Iranian director Abba Kiarostami's nesting-doll trio of classics has the power to renew a viewer's faith in movies, art and human beings. Plus: Rachel McAdams goes native.

What to Watch: The Koker Trilogy, "Send Help"
"Through the Olive Trees" -- Babak lives!

As mentioned in a post last week, I hosted a screening of Abbas Kiarostami’s “Where is the Friend’s House?” (⭐ ⭐ ⭐ ⭐, 1987, streaming on the Criterion Channel and Kanopy, for rent on Apple TV and Fandango at Home) on Thursday at a local movie theater. It’s a lovely film, one that reminds us that children are innately moral until life and grown-ups convince them otherwise, and the response from the audience was one of intensely warm gratitude for a story that restores faith in humanity at a time when it seems in very short supply. That the movie is Iranian is certainly relevant to this particular moment in time, but Kiarostami’s breakthrough feature has been slowly ascending the ladder of Beloved Cinematic Classics for a few decades now regardless of where it’s from.

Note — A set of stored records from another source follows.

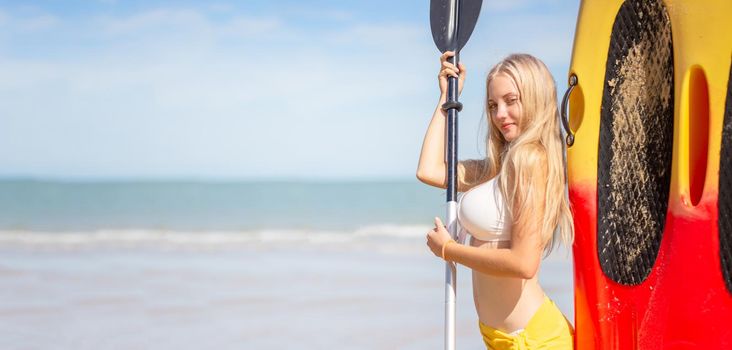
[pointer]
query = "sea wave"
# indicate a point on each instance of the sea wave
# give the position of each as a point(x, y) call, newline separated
point(385, 234)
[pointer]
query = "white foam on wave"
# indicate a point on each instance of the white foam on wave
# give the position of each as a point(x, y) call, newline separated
point(144, 238)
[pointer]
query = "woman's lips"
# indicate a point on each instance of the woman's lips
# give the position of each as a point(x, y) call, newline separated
point(506, 126)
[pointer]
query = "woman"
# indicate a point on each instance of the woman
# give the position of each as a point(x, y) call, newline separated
point(512, 203)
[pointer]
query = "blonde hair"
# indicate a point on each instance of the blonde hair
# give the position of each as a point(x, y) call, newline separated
point(537, 150)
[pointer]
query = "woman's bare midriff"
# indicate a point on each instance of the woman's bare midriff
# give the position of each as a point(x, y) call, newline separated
point(504, 303)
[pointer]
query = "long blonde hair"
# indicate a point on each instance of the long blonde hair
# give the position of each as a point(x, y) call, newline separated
point(539, 134)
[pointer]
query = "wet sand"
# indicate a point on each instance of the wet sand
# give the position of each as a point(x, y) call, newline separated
point(249, 296)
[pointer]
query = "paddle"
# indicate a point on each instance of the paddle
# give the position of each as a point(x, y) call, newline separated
point(452, 22)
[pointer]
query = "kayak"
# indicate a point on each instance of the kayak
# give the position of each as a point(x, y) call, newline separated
point(650, 174)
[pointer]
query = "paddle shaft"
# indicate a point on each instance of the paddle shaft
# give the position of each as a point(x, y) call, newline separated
point(451, 162)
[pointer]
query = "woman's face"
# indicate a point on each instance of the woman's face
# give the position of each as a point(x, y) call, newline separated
point(504, 106)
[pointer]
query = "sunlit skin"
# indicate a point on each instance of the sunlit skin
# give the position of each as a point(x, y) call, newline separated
point(504, 106)
point(506, 289)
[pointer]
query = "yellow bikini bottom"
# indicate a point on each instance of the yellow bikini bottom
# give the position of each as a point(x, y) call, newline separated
point(547, 329)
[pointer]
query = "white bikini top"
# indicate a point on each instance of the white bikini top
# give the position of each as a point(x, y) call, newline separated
point(482, 212)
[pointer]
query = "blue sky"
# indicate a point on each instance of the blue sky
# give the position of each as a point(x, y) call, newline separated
point(243, 90)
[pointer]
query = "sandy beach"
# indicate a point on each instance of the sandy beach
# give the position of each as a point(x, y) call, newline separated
point(174, 293)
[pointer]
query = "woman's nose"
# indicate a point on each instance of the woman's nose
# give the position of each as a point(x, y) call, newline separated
point(501, 112)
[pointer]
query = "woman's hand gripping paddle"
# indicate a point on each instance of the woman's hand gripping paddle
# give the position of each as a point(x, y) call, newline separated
point(452, 22)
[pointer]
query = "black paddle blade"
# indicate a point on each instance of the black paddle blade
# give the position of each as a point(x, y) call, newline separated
point(452, 22)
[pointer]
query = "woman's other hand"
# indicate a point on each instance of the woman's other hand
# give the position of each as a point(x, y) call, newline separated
point(448, 69)
point(438, 237)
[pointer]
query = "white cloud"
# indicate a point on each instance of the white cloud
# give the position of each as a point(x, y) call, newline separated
point(173, 92)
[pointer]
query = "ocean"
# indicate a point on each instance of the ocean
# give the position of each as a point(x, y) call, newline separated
point(222, 206)
point(230, 265)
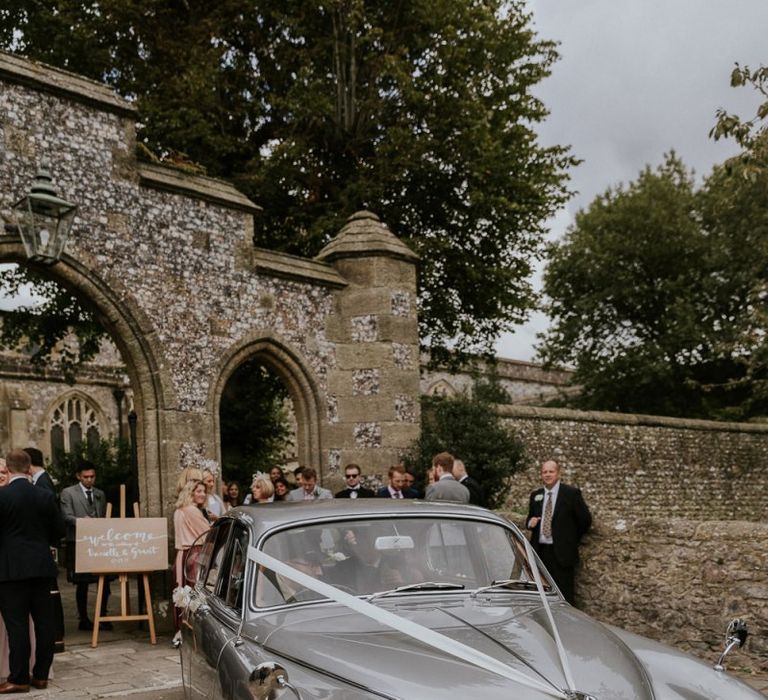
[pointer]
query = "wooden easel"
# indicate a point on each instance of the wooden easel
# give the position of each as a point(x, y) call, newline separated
point(125, 602)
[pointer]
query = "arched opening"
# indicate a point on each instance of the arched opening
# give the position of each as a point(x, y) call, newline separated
point(130, 408)
point(264, 386)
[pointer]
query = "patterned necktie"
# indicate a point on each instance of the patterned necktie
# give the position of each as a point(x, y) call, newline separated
point(546, 527)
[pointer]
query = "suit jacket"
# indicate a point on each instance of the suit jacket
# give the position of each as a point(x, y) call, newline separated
point(570, 521)
point(383, 492)
point(298, 494)
point(447, 489)
point(362, 492)
point(30, 524)
point(75, 505)
point(45, 481)
point(476, 495)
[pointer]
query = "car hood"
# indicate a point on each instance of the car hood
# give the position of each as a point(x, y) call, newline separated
point(513, 630)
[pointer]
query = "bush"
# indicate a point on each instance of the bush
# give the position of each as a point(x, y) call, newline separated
point(471, 430)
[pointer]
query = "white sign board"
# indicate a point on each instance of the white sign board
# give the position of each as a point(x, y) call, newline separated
point(119, 545)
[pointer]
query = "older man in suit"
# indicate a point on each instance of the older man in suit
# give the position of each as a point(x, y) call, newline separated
point(309, 490)
point(42, 479)
point(558, 518)
point(83, 500)
point(445, 486)
point(354, 488)
point(476, 496)
point(30, 524)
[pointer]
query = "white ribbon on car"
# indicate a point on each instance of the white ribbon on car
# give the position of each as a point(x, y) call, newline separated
point(425, 635)
point(558, 642)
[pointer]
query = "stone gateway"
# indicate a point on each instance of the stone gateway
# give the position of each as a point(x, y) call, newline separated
point(167, 260)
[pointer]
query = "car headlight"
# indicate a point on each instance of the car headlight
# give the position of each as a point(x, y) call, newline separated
point(269, 681)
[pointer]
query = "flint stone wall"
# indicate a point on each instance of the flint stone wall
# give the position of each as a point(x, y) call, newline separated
point(679, 544)
point(168, 261)
point(634, 466)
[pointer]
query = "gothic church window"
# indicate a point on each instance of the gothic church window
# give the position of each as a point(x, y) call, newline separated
point(73, 420)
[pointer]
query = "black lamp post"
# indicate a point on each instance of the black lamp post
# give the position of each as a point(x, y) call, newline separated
point(44, 220)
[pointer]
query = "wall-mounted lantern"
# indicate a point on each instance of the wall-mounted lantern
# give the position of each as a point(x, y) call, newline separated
point(44, 220)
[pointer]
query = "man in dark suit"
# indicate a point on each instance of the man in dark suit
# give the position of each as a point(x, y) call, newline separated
point(397, 487)
point(558, 518)
point(354, 488)
point(445, 487)
point(476, 496)
point(83, 500)
point(30, 524)
point(42, 479)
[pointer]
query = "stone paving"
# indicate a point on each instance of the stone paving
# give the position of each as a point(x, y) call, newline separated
point(126, 665)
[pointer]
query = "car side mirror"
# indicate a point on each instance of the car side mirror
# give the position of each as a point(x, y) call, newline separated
point(269, 681)
point(735, 636)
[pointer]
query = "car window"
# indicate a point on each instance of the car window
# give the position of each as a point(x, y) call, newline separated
point(233, 574)
point(214, 556)
point(366, 557)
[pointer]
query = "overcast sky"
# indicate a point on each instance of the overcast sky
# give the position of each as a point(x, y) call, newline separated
point(637, 78)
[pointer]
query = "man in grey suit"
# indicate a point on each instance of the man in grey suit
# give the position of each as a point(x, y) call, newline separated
point(83, 500)
point(309, 490)
point(445, 488)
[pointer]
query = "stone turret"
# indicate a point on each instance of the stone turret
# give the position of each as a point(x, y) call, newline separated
point(373, 392)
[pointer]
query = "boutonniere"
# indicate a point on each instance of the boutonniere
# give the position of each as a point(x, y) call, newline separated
point(182, 595)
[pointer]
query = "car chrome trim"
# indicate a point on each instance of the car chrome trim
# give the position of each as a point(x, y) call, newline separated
point(427, 636)
point(562, 656)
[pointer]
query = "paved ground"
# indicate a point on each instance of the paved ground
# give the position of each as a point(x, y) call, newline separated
point(125, 664)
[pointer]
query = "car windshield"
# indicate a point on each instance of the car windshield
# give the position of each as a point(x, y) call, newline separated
point(369, 557)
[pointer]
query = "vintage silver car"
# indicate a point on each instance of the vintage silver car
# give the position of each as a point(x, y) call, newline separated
point(369, 598)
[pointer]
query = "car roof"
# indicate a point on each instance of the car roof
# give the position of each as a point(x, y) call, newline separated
point(266, 516)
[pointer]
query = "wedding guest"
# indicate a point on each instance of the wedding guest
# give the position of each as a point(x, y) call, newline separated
point(30, 523)
point(234, 498)
point(282, 487)
point(262, 490)
point(214, 505)
point(190, 520)
point(83, 500)
point(186, 475)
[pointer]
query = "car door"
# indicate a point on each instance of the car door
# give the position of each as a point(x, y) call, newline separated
point(203, 635)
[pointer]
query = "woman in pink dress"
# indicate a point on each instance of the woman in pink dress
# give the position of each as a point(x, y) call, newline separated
point(190, 520)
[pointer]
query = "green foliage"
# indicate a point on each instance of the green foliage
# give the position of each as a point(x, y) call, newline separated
point(255, 428)
point(650, 291)
point(751, 134)
point(113, 468)
point(40, 330)
point(422, 112)
point(471, 430)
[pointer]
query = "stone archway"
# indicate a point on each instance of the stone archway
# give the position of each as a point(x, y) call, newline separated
point(278, 356)
point(128, 328)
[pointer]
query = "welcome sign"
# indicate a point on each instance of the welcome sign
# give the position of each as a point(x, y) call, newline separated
point(119, 545)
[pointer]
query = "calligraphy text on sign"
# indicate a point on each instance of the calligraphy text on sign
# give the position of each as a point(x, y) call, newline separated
point(117, 545)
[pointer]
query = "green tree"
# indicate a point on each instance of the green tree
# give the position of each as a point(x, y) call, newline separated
point(751, 134)
point(649, 292)
point(420, 111)
point(255, 427)
point(470, 429)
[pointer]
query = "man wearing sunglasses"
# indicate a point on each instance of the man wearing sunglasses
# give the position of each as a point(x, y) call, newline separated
point(354, 489)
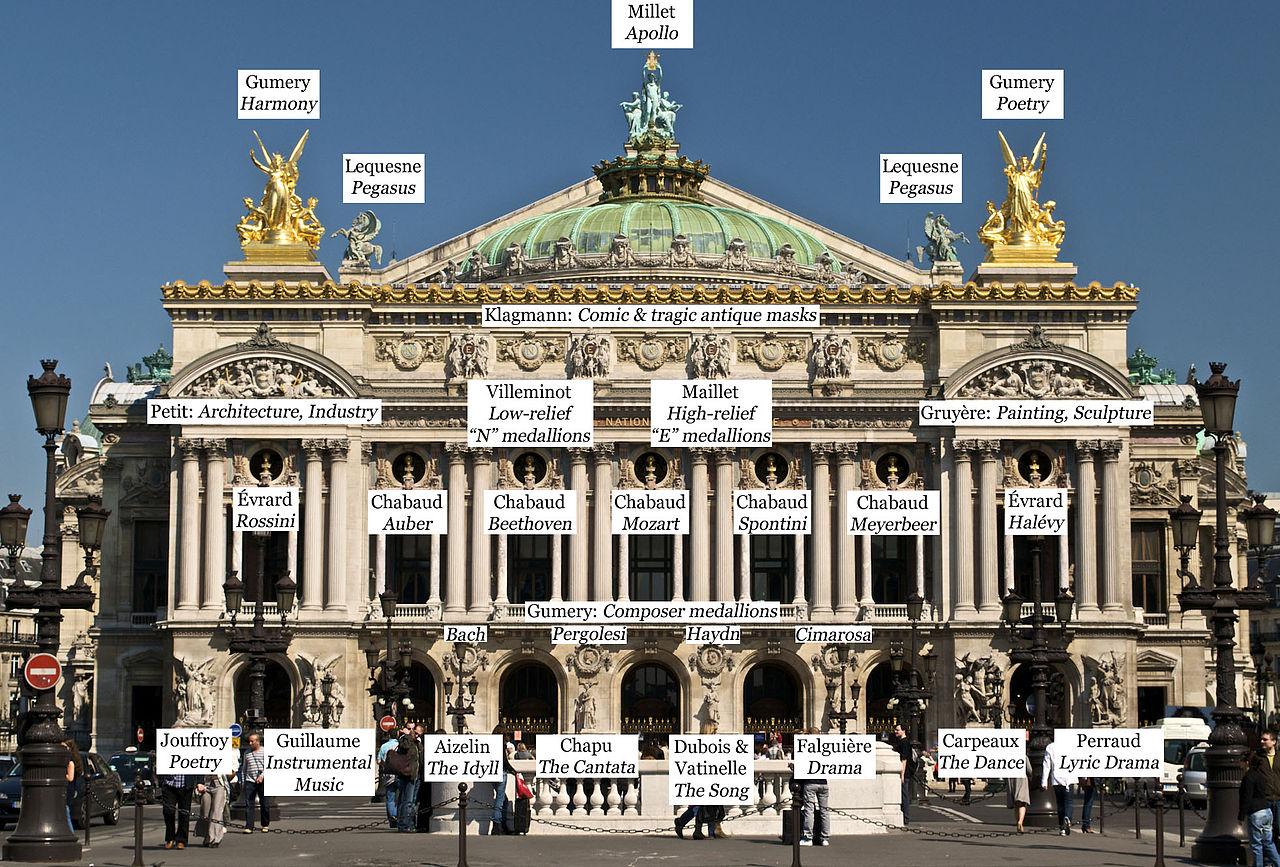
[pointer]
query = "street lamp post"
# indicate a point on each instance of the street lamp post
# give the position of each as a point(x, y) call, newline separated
point(42, 833)
point(1221, 840)
point(1040, 657)
point(257, 642)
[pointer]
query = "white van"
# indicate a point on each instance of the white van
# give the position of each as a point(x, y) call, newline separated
point(1182, 734)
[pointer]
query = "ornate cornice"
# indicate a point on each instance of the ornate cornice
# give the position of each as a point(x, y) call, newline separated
point(650, 293)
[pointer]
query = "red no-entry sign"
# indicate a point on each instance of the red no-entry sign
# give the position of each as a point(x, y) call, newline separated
point(42, 671)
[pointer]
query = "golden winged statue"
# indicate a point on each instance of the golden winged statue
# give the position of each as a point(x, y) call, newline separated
point(279, 218)
point(1023, 229)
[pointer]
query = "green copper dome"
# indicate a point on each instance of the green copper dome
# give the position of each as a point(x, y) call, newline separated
point(650, 224)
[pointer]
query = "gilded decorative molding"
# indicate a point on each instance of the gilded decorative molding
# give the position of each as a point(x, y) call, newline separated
point(650, 293)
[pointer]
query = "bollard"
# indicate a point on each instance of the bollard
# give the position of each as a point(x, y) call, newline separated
point(1182, 813)
point(795, 824)
point(462, 825)
point(1160, 831)
point(137, 826)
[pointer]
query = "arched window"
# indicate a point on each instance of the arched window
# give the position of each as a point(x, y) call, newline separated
point(279, 696)
point(772, 701)
point(650, 701)
point(529, 699)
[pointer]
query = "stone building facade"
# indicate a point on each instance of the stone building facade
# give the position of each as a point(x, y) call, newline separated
point(845, 402)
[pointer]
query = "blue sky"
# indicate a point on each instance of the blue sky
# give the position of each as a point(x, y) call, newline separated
point(126, 164)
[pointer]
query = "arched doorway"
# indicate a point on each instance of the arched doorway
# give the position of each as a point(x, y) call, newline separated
point(529, 701)
point(772, 701)
point(650, 701)
point(1020, 712)
point(278, 690)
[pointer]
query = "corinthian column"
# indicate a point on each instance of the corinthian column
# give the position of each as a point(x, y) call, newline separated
point(215, 524)
point(602, 533)
point(579, 556)
point(456, 576)
point(819, 570)
point(699, 526)
point(336, 587)
point(846, 589)
point(723, 525)
point(961, 521)
point(988, 553)
point(188, 544)
point(1086, 526)
point(481, 573)
point(1111, 529)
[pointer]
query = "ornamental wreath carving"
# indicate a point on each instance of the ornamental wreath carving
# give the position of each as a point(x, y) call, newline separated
point(410, 351)
point(529, 351)
point(708, 359)
point(590, 356)
point(890, 352)
point(650, 351)
point(771, 352)
point(264, 378)
point(467, 356)
point(1036, 379)
point(832, 357)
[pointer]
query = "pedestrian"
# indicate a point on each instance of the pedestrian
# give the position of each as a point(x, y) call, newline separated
point(1054, 774)
point(74, 777)
point(814, 793)
point(1256, 812)
point(1088, 789)
point(388, 780)
point(251, 777)
point(1019, 798)
point(213, 792)
point(176, 802)
point(906, 769)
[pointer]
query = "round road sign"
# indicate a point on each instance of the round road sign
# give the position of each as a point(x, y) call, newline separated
point(42, 671)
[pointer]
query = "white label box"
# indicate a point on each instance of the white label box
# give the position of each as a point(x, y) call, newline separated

At the same time, watching “Where is the Friend’s House?” in 2026 prompts one to wonder where Babak Ahmadpour, the eight-year-old child Samaritan at the film’s center, is today. He’d be around 48 by now: Has he survived Iran's autocratic rule, the depredations of NOPO, the Guidance Control, the Special Units and other instruments of state repression? Did he keep his head down or has he done time in Evin Prison with so many of his countrymen?

We know he survived one disaster, one of the most devastating to ever hit Iran: The 1990 Manjil-Rudbar earthquake, which killed as many as 50,000 people in the country’s northwest. A day after the quake, director Kiarostami and his young son traveled 200 miles from Tehran to Koker, the village where “Where is the Friend’s House?” was filmed, hoping to find Babak and his brother Ahmad (who plays the hero’s unlucky classmate in the film) alive. Out of that trip came a movie, the second in what has come to be called “The Koker Trilogy”: “And Life Goes On” (⭐ ⭐ ⭐ 1/2, 1992, streaming on the Criterion Channel, for rent on Prime Video, Apple TV and Fandango at Home).